Le rôle joué par le lieutenant Paul Fontan contre Jules Bonnot, le 28 avril 1912, fut particulièrement valorisé. L’appui apporté par les gendarmes aux policiers, deux semaines plus tard, lors d’un autre siège, mérite également d’être mis en valeur.

Le printemps 1912 est un moment d’intense émotion, puisqu’il marque l’apogée autant que la fin de la « bande à Bonnot ». Les journaux commencent à se faire l’écho des forfaits commis par les malfaiteurs le 22 décembre 1911 à la suite de l’agression spectaculaire, la veille, d’un encaisseur de la Société Générale, à Paris. À compter du mois de mars, les attaques de succursales bancaires ou le meurtre du sous-chef de la Sûreté parisienne par Jules Bonnot, à Ivry-sur-Seine, font la une de quotidiens tirés à des millions d’exemplaires.

La traque des « bandits en automobile », comme ils sont surnommés par la presse, est essentiellement menée par les enquêteurs de la préfecture de police, dans le département de la Seine, ainsi que par les hommes des brigades mobiles de police judiciaire, en province. Les militaires de la gendarmerie trouvent pourtant à s’illustrer de façon notable, au moins lors de deux épisodes, qui prennent l’allure de sièges tels que menés au Moyen-Âge, comme celui des 14 et 15 mai 1912, à Nogent-sur-Marne, moins connu que le précédent à Choisy-le-Roi le 28 avril.

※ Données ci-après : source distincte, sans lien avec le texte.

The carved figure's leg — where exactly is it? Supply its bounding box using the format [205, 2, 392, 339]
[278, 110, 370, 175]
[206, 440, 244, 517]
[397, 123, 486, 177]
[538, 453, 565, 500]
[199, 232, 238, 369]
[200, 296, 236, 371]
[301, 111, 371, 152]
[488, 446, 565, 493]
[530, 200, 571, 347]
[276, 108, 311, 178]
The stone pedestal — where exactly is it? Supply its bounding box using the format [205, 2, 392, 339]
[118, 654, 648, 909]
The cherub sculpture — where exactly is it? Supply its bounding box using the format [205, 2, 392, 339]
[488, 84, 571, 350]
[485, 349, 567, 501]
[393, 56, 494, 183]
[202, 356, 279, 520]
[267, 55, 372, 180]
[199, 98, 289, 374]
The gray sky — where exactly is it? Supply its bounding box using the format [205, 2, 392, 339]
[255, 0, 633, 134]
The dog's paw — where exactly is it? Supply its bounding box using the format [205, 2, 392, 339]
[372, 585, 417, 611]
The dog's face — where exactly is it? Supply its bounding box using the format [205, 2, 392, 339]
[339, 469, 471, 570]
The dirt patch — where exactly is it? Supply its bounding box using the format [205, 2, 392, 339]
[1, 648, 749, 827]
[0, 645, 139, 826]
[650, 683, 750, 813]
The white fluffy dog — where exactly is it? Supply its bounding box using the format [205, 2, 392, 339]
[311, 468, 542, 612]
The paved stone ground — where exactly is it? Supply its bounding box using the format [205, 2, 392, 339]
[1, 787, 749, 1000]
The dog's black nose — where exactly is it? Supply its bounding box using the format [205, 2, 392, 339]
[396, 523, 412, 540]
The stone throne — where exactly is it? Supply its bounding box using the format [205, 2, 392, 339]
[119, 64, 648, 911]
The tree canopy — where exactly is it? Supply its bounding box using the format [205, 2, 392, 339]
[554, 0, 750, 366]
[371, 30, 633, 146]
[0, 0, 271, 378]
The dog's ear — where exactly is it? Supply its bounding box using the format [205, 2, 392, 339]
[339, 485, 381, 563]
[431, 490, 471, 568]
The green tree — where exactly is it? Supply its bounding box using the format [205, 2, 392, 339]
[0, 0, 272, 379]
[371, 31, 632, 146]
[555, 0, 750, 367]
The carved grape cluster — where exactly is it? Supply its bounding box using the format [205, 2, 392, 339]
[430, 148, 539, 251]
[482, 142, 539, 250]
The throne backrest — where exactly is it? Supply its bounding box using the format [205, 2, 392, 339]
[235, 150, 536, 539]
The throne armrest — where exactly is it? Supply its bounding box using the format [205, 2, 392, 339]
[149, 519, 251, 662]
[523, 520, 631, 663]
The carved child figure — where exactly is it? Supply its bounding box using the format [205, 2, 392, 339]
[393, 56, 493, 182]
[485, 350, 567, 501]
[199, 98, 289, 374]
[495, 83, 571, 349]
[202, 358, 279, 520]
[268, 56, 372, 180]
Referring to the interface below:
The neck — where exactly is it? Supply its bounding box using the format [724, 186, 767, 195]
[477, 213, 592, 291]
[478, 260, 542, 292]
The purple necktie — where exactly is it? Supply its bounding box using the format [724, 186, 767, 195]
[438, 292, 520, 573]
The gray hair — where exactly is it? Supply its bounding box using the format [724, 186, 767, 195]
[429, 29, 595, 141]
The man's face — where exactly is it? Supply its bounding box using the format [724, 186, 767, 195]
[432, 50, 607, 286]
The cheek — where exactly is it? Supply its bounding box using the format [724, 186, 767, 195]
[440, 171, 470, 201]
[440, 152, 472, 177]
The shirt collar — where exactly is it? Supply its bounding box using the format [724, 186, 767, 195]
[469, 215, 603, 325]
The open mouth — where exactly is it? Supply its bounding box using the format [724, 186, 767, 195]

Les forces de l’ordre au complet contre deux hommes retranchés

Octave Garnier et René Valet sont repérés le 14 mai dans une villa à Nogent-sur-Marne, à proximité de la rivière et de l’imposant viaduc la traversant. Un dispositif important est aussitôt mis en œuvre pour assiéger les malfaiteurs, dont les actes sont devenus un problème policier autant que politique en raison du retentissement médiatique de leurs forfaits.

Sont d’abord engagés les hommes du service de la Sûreté de la préfecture de police, dirigés par leur chef, Xavier Guichard, commissaire divisionnaire, distingué pour son héroïsme à Choisy-le-Roi. Des policiers municipaux, gardiens de la paix parisiens et sergents de ville de banlieue, les appuient. S’ajoutent à ces policiers « en bourgeois » et en « tenue ostensible », des gendarmes de la compagnie de la Seine, fournis par les brigades territoriales de l’est parisien et la garde républicaine, dont l’action est pourtant circonscrite à Paris.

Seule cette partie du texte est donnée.